My early memories in my youth of my dad was someone who worked hard. Most days started with my sister and I heading off to school and my dad leaving for work around the same time. After school, he'd often be there to catch the end of football practice or whatever we were up to after school. He'd take us home, we'd eat dinner, and then after dinner he'd go upstairs in his loft office and do paperwork getting the next job ready.
Being his son, I did work a lot for the business. I worked mostly part-time from the time I was in junior high all the way through my mid to later 20's while building my coaching business. I got learn a lot about fireplaces obviously, but also about the construction world, and what it means to work with your hands.
Early on, I thought maybe I'd work for the family business and maybe take it over one day. Obviously I went on to do something else, and a lot of people asked me why didn't I stay in the family business. And I think there's two reasons, because it certainly wasn't because it was cool or didn't want to work with my dad.
One, I remember my dad telling me to focus on going to college and to basically don't do what he was doing as it "wasn't the same as back in the day" kind of talk.
And secondly and probably the more realistic reason: I think subconsciously I knew following in my dads footsteps would've been an extremely tall task, not just for me, but for anyone looking to fill his shoes...If you read the book The 48 Laws of Power, Law 41 states, "Avoid Stepping into a Great Man's Shoes." It basically means don't get lost in their shadow by always having to compare yourself to them, instead make your own trail and become your own person. I believe by my dad being so good at what he did his whole life, ultimately led me to find my own thing and allowed me to try and blaze my own trail.
But in getting to work with my dad and learning from him, I did get to capture a lot of awesome lessons as any son would from a guy like my dad. So I feel it's only right to share some of these things with the world. It's not just my duty to learn from these lessons passed down, but to share them with you so that maybe they will have a positive impact on you as well in some capacity.
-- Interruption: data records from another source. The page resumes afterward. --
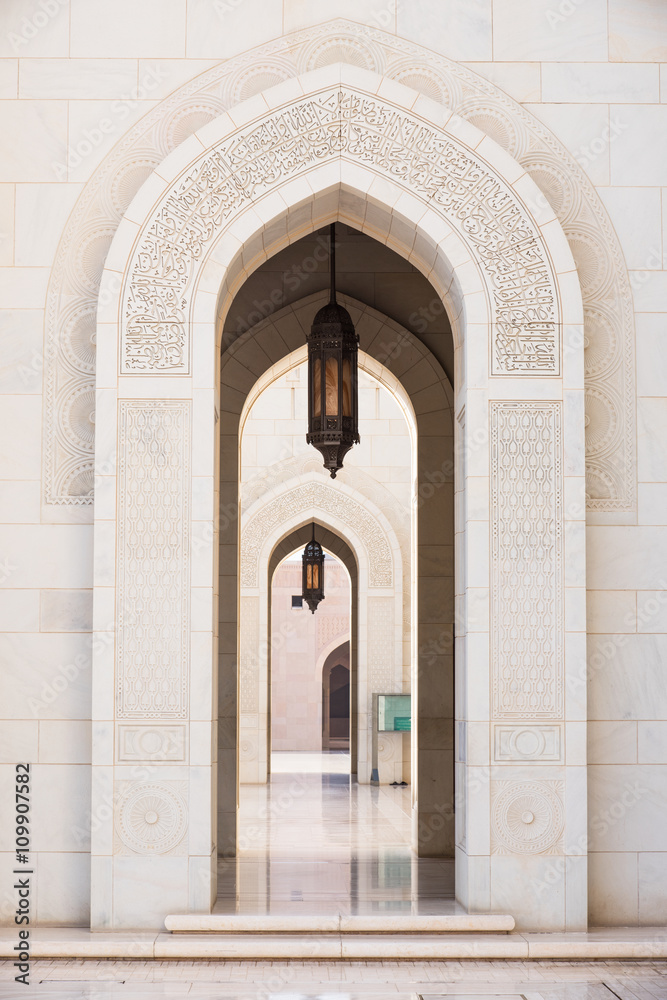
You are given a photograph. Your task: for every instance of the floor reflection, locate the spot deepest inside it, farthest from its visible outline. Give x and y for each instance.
(316, 842)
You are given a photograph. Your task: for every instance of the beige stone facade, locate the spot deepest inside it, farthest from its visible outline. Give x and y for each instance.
(509, 505)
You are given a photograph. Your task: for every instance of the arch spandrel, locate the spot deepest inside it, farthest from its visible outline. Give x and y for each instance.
(75, 280)
(432, 169)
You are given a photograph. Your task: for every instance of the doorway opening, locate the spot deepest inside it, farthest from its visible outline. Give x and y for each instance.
(310, 707)
(336, 700)
(344, 787)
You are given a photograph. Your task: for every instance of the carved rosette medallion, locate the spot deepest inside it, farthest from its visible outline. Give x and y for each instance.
(151, 817)
(527, 817)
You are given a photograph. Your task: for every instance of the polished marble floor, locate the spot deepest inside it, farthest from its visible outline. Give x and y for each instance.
(314, 841)
(468, 980)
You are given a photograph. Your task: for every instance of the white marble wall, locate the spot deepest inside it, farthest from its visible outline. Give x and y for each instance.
(74, 77)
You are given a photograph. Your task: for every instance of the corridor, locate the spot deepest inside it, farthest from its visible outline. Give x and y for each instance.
(314, 841)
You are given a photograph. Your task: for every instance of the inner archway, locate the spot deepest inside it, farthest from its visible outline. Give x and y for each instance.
(336, 699)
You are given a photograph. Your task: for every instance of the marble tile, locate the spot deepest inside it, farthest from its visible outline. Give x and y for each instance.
(18, 741)
(42, 126)
(612, 562)
(45, 677)
(90, 79)
(613, 883)
(637, 34)
(652, 439)
(376, 13)
(64, 742)
(20, 502)
(649, 287)
(652, 611)
(652, 742)
(218, 32)
(651, 354)
(169, 74)
(459, 31)
(521, 80)
(652, 876)
(625, 806)
(164, 883)
(94, 128)
(636, 213)
(586, 131)
(651, 503)
(63, 889)
(538, 29)
(638, 121)
(23, 287)
(41, 213)
(612, 742)
(534, 887)
(66, 611)
(34, 31)
(609, 611)
(21, 344)
(55, 828)
(19, 611)
(44, 556)
(99, 32)
(600, 84)
(6, 225)
(9, 79)
(19, 457)
(626, 680)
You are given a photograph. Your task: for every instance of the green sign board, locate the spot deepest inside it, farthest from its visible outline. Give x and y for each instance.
(393, 713)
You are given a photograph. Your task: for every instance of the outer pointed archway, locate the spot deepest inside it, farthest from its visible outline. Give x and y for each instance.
(349, 146)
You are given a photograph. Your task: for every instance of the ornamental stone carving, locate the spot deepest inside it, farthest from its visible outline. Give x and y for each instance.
(526, 560)
(517, 743)
(527, 817)
(151, 817)
(152, 743)
(380, 655)
(303, 499)
(457, 183)
(153, 559)
(73, 290)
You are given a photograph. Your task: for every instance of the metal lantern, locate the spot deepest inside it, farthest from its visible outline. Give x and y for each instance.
(312, 585)
(332, 379)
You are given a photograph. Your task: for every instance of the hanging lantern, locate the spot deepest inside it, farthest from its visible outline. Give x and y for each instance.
(312, 585)
(332, 378)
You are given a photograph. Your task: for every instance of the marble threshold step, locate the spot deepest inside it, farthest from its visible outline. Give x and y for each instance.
(376, 923)
(627, 943)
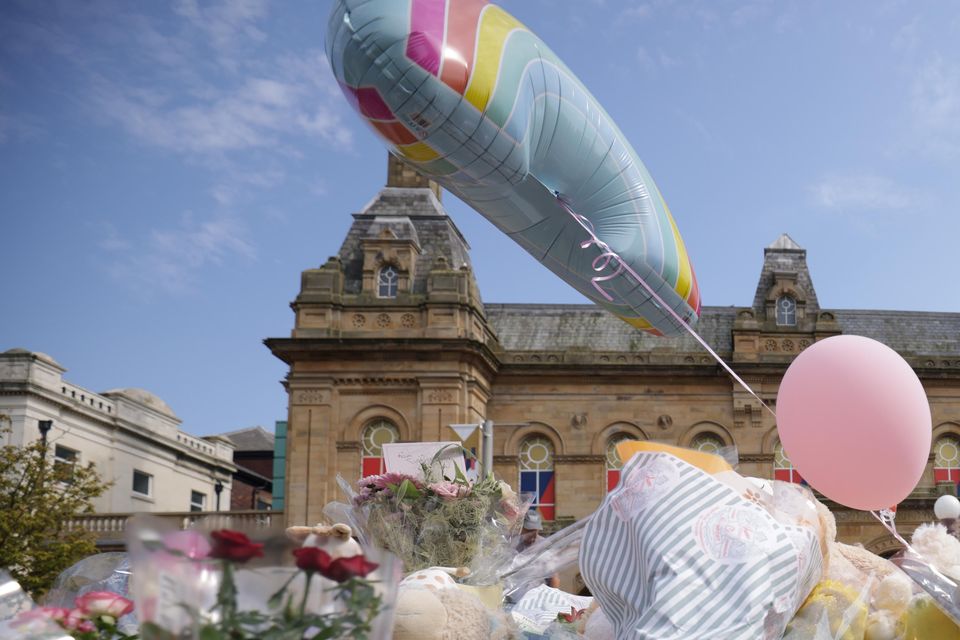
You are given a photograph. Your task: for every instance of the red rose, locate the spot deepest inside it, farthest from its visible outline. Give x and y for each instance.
(314, 559)
(104, 603)
(235, 546)
(343, 569)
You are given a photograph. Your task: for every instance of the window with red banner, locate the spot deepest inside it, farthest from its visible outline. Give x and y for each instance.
(376, 434)
(946, 459)
(613, 462)
(536, 474)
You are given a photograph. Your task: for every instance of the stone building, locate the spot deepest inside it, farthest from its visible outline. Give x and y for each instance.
(253, 481)
(393, 342)
(131, 436)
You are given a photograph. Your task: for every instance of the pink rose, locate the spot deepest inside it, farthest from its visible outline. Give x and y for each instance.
(103, 603)
(447, 490)
(77, 620)
(35, 619)
(190, 543)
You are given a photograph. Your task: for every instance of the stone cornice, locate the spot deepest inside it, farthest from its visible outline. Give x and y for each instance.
(579, 459)
(756, 457)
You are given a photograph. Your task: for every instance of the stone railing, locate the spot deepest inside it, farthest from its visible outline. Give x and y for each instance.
(110, 529)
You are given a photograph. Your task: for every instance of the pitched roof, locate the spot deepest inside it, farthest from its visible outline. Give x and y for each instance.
(559, 327)
(251, 439)
(409, 213)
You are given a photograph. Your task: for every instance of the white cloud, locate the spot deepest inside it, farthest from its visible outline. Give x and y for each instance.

Lesson 1: Every Day is the Super Bowl
One thing about working for my dad, you had to bring your A-Game every day you showed up for work. It didn't matter how you felt or what you had going on in your life, when you showed up to work, you were expected to do a job. Now that way sound a little insensitive to some, but you were either all in for the day or go home. The job wasn't about you, it was about business, it was about the person who hired you for the job, it was about the people who were going to move in the house and enjoy their fireplace.
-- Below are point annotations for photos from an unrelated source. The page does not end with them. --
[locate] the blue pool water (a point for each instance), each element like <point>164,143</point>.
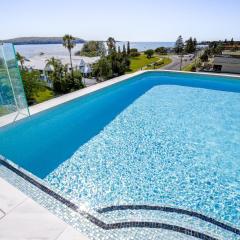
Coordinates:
<point>159,138</point>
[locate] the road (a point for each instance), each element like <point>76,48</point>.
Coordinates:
<point>176,62</point>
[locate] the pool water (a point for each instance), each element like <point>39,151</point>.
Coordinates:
<point>159,139</point>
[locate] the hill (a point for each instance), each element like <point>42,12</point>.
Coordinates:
<point>38,40</point>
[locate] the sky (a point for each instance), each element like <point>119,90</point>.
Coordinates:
<point>126,20</point>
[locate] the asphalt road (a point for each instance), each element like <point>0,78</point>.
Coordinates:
<point>176,62</point>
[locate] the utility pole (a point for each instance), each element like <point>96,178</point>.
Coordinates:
<point>181,61</point>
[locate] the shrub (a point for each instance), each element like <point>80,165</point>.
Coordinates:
<point>161,50</point>
<point>149,53</point>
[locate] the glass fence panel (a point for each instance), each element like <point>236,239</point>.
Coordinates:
<point>12,95</point>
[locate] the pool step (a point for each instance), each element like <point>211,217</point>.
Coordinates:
<point>189,221</point>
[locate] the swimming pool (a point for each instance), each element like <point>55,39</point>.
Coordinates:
<point>158,142</point>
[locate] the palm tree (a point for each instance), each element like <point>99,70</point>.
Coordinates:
<point>111,43</point>
<point>20,58</point>
<point>68,42</point>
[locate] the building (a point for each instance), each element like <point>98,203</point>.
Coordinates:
<point>39,62</point>
<point>226,63</point>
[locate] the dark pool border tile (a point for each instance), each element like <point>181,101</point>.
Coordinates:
<point>170,210</point>
<point>97,221</point>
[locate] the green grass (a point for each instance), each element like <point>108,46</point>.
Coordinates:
<point>43,95</point>
<point>139,62</point>
<point>3,111</point>
<point>189,67</point>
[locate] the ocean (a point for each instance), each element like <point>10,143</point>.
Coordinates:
<point>32,50</point>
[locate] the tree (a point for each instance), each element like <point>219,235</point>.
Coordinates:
<point>62,81</point>
<point>195,43</point>
<point>20,58</point>
<point>204,56</point>
<point>190,46</point>
<point>179,45</point>
<point>161,50</point>
<point>102,69</point>
<point>149,53</point>
<point>68,42</point>
<point>119,49</point>
<point>114,64</point>
<point>31,83</point>
<point>128,48</point>
<point>111,43</point>
<point>134,52</point>
<point>92,49</point>
<point>124,50</point>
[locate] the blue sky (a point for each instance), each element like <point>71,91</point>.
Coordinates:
<point>134,20</point>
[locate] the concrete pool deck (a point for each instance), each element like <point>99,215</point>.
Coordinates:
<point>7,119</point>
<point>23,218</point>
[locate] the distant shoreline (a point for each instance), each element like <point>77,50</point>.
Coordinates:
<point>38,40</point>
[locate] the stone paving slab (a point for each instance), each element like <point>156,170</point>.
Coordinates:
<point>21,218</point>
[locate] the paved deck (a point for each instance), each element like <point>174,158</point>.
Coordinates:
<point>23,219</point>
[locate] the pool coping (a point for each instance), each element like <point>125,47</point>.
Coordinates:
<point>24,174</point>
<point>8,119</point>
<point>71,96</point>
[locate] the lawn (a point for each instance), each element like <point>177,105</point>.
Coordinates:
<point>189,67</point>
<point>43,95</point>
<point>3,111</point>
<point>139,62</point>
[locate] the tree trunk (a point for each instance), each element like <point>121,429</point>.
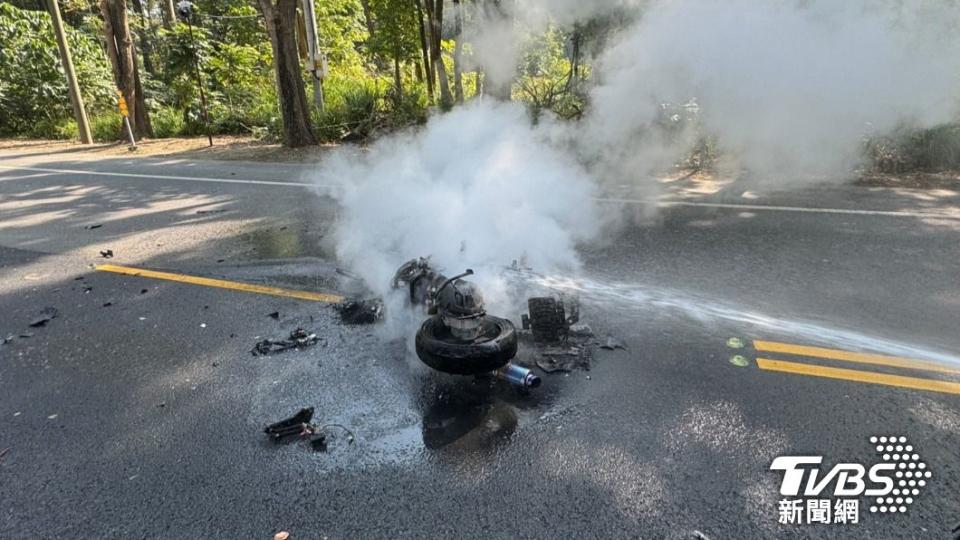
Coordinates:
<point>168,13</point>
<point>368,17</point>
<point>281,20</point>
<point>574,81</point>
<point>145,47</point>
<point>436,33</point>
<point>458,54</point>
<point>123,60</point>
<point>397,79</point>
<point>425,49</point>
<point>497,82</point>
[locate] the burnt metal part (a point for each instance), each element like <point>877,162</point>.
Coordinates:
<point>550,317</point>
<point>564,359</point>
<point>362,311</point>
<point>47,314</point>
<point>494,347</point>
<point>518,375</point>
<point>297,424</point>
<point>420,280</point>
<point>298,339</point>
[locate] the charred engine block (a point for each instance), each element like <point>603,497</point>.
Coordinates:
<point>460,337</point>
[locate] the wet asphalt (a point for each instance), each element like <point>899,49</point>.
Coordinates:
<point>138,410</point>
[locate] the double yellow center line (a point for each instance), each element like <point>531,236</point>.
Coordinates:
<point>815,370</point>
<point>222,283</point>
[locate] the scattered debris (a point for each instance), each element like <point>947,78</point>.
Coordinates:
<point>298,339</point>
<point>564,359</point>
<point>580,330</point>
<point>46,315</point>
<point>298,424</point>
<point>739,360</point>
<point>613,343</point>
<point>319,443</point>
<point>550,317</point>
<point>366,311</point>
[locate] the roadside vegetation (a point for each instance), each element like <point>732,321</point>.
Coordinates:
<point>389,64</point>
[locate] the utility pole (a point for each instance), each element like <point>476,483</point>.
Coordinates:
<point>83,126</point>
<point>316,64</point>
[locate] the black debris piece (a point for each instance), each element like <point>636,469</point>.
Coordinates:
<point>364,311</point>
<point>319,443</point>
<point>564,359</point>
<point>297,425</point>
<point>46,315</point>
<point>581,330</point>
<point>298,339</point>
<point>612,343</point>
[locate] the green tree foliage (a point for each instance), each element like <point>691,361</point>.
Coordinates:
<point>33,88</point>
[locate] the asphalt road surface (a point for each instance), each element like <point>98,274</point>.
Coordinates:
<point>756,324</point>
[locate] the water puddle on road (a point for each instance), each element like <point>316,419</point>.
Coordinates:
<point>706,310</point>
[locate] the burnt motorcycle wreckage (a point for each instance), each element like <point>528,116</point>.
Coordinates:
<point>460,338</point>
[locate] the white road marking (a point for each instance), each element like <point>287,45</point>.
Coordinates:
<point>22,176</point>
<point>775,208</point>
<point>659,203</point>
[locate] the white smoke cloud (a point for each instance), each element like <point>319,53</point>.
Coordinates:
<point>786,86</point>
<point>477,187</point>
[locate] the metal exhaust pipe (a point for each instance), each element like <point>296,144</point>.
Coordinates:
<point>519,376</point>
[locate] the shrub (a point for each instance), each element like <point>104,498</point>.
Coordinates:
<point>106,127</point>
<point>167,122</point>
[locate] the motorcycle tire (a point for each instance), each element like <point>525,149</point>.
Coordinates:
<point>439,349</point>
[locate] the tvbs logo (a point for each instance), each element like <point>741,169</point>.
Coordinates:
<point>892,483</point>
Lesson 2: Chase the Work, and the Money will Follow
A lot of the way business is taught and thought of is that you make money decisions first, and then make the work fit into that. I'm not sure, maybe that's why a lot of businesses fail? But my dad and Four Seasons made a great living working their asses off, doing great work, building a great reputation for a long time. All the way to the point people started getting upset when they found out my dad was retiring and they needed him. My dad told me early on when I created my business, to just focus on hustling and getting work and doing good work, if you do that, the money will come.
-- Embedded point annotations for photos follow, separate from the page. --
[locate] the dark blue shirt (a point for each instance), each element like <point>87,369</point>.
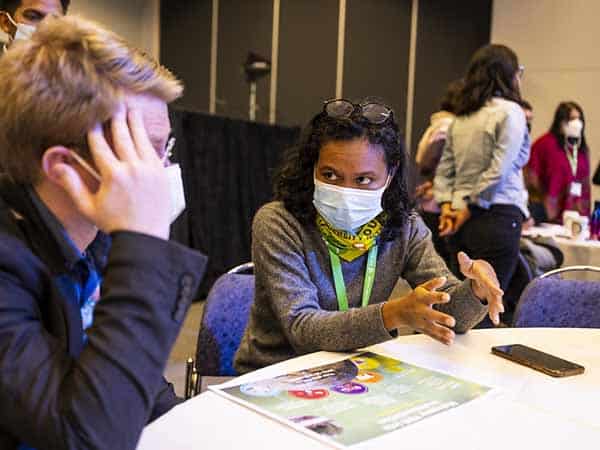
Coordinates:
<point>80,277</point>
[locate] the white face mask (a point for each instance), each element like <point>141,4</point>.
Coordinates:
<point>24,31</point>
<point>573,128</point>
<point>345,208</point>
<point>175,185</point>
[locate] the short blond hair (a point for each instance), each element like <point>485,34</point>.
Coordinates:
<point>54,88</point>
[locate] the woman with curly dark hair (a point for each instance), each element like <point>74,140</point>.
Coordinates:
<point>340,235</point>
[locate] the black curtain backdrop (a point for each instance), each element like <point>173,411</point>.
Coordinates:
<point>226,166</point>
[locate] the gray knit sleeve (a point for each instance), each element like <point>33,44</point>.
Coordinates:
<point>422,263</point>
<point>284,281</point>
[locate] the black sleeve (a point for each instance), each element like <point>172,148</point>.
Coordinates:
<point>105,397</point>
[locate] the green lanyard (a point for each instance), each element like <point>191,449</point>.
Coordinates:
<point>572,160</point>
<point>338,278</point>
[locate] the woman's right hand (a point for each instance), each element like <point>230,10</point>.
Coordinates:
<point>416,311</point>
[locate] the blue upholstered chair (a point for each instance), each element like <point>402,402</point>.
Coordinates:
<point>552,300</point>
<point>223,321</point>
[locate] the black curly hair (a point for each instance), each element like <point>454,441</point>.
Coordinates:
<point>490,74</point>
<point>294,178</point>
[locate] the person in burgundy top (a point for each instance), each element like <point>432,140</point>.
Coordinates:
<point>559,166</point>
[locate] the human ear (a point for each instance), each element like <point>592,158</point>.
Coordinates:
<point>52,158</point>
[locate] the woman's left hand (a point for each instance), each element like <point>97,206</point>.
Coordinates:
<point>484,283</point>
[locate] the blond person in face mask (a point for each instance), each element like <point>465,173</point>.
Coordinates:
<point>340,235</point>
<point>559,166</point>
<point>19,18</point>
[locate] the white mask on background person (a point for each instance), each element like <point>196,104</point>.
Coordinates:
<point>346,208</point>
<point>176,192</point>
<point>573,128</point>
<point>24,31</point>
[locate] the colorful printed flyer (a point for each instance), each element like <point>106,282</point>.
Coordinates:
<point>329,402</point>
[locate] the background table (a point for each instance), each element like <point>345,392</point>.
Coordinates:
<point>531,410</point>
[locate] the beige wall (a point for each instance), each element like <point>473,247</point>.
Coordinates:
<point>558,41</point>
<point>135,20</point>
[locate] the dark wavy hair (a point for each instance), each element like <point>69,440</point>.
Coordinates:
<point>491,73</point>
<point>562,113</point>
<point>11,6</point>
<point>294,182</point>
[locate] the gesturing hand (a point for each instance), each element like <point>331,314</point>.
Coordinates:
<point>416,311</point>
<point>133,193</point>
<point>484,282</point>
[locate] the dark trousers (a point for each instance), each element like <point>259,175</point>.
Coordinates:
<point>493,234</point>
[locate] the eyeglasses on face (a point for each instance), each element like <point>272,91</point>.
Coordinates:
<point>374,112</point>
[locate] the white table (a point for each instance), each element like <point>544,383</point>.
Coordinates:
<point>530,411</point>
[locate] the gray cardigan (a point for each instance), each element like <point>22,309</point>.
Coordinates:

Lesson 3: Don't Live in the Past
I remember when I was playing football in high school, my dad told me that a lot of people will say high school is the best years of your life. But for him, he felt like life in that moment was the best part of his life. Meaning, life keeps getting better if you let it.
Like I stated earlier, my dad was a big time dirt bike racer and he could have easily hung his hat on that reality and sat around and talked about the good ol' days. And sure, he likes to reflect and talk about the past here and there, but he doesn't live in the past by any means. My dad has always been focused on the present and planning for the future. He's probably at home right now in his office planning out his next hiking trip he's going to take. And he was the same way with work.
When we were on a job, the only job that mattered was the one we were currently on. Once that one ended, the focus became about the next one. Things that happened in the past were cool and fun to talk about, but that's over. The world keeps spinning and it's not spinning time backwards by any means. Today is happening and tomorrow is coming, what does that look like for you?
There were many other lessons I could share, like be sure to step back and look at your work once you're finished, the story of the worm learning its lesson from being shocked, and never live west of where you go to work but I leave you with these 3 lessons that my dad shared that he probably either didn't realize he was sharing or that I wasn't even listening haha!
But all in all, congrats dad! You did it, you didn't just put fireplaces in and put stone up around it, you served people and made their home a better place to live! You earned everything you got, you made an honest living, and I hope one day when the show is over for me, I can say the same thing!